Le premier enjeu consiste à reconstruire la démocratie citoyenne et pour y parvenir, être à l’écoute des usagers, des habitants et des citoyens est l’un des premiers fondamentaux. Pour bien accueillir, il faut bien écouter. C’est d’ailleurs la raison d’être d’Indiko expérience citoyen, la nouvelle dénomination de notre baromètre Afnor Accueil & Relation aux usagers. La terminologie n’est pas anodine puisque nous allons créer un trophée de la consultation citoyenne. Nous avons souhaité prendre en compte l’aspect plus subjectif de l’accueil en introduisant cette dimension importante qu’est le ressenti, le vécu, l’expérience citoyen. Désormais, le baromètre incite les collectivités à relayer une enquête en ligne pour interroger directement les habitants sur la qualité des services publics sur leur territoire. Un premier prérequis pour améliorer l’accueil et la relation aux habitants.

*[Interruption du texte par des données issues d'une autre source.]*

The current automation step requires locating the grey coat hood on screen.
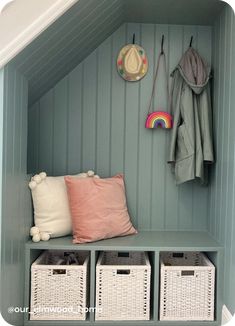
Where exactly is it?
[168,48,214,184]
[172,48,211,94]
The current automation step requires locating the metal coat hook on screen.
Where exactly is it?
[161,35,164,54]
[189,36,193,48]
[132,33,135,44]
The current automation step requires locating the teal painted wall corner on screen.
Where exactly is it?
[28,23,212,231]
[0,65,32,325]
[208,6,235,314]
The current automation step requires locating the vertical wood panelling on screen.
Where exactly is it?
[209,7,235,314]
[151,25,169,230]
[53,77,68,175]
[1,65,31,325]
[137,24,155,230]
[27,102,40,173]
[165,25,183,230]
[68,65,83,174]
[30,24,211,230]
[82,52,97,170]
[38,91,54,174]
[110,25,126,175]
[96,38,113,176]
[124,24,140,225]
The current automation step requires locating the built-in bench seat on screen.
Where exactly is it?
[24,231,223,326]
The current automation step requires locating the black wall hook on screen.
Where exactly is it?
[161,35,164,54]
[189,36,193,48]
[132,33,135,44]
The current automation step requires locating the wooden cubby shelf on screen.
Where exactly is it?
[24,231,223,326]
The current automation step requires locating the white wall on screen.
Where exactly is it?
[0,0,78,67]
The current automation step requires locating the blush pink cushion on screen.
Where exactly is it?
[65,175,137,243]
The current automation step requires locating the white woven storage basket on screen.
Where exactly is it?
[160,252,215,321]
[30,250,89,320]
[96,251,151,320]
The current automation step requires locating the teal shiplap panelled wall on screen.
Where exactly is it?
[0,65,32,325]
[208,6,235,314]
[28,23,211,231]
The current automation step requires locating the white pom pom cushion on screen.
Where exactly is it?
[29,171,98,238]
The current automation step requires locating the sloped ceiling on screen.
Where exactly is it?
[12,0,224,104]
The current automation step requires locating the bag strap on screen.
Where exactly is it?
[148,51,169,114]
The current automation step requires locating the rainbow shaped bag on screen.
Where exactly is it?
[145,45,173,129]
[145,111,172,129]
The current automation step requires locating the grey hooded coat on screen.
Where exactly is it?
[168,48,214,184]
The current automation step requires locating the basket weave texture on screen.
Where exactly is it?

Le deuxième enjeu est organisationnel. Il est majeur. Avec moins de budget, moins de fonctionnaires, moins de recettes, mais toujours plus d’enjeux en termes d’exigence et d’att ente de nos citoyens, les services au public devront être encore plus performants. Il faudra optimiser les canaux de distribution, certes, mais il va falloir aussi concevoir de nouvelles offres de services, mutualiser, et pourquoi pas recourir au public-privé pour délivrer un service public. Cela suppose de s’interroger sur les missions, le périmètre de prestations de service et la manière dont les collectivités devront distribuer le service. Elles devront se montrer performantes pour rendre le meilleur service possible à l’habitant.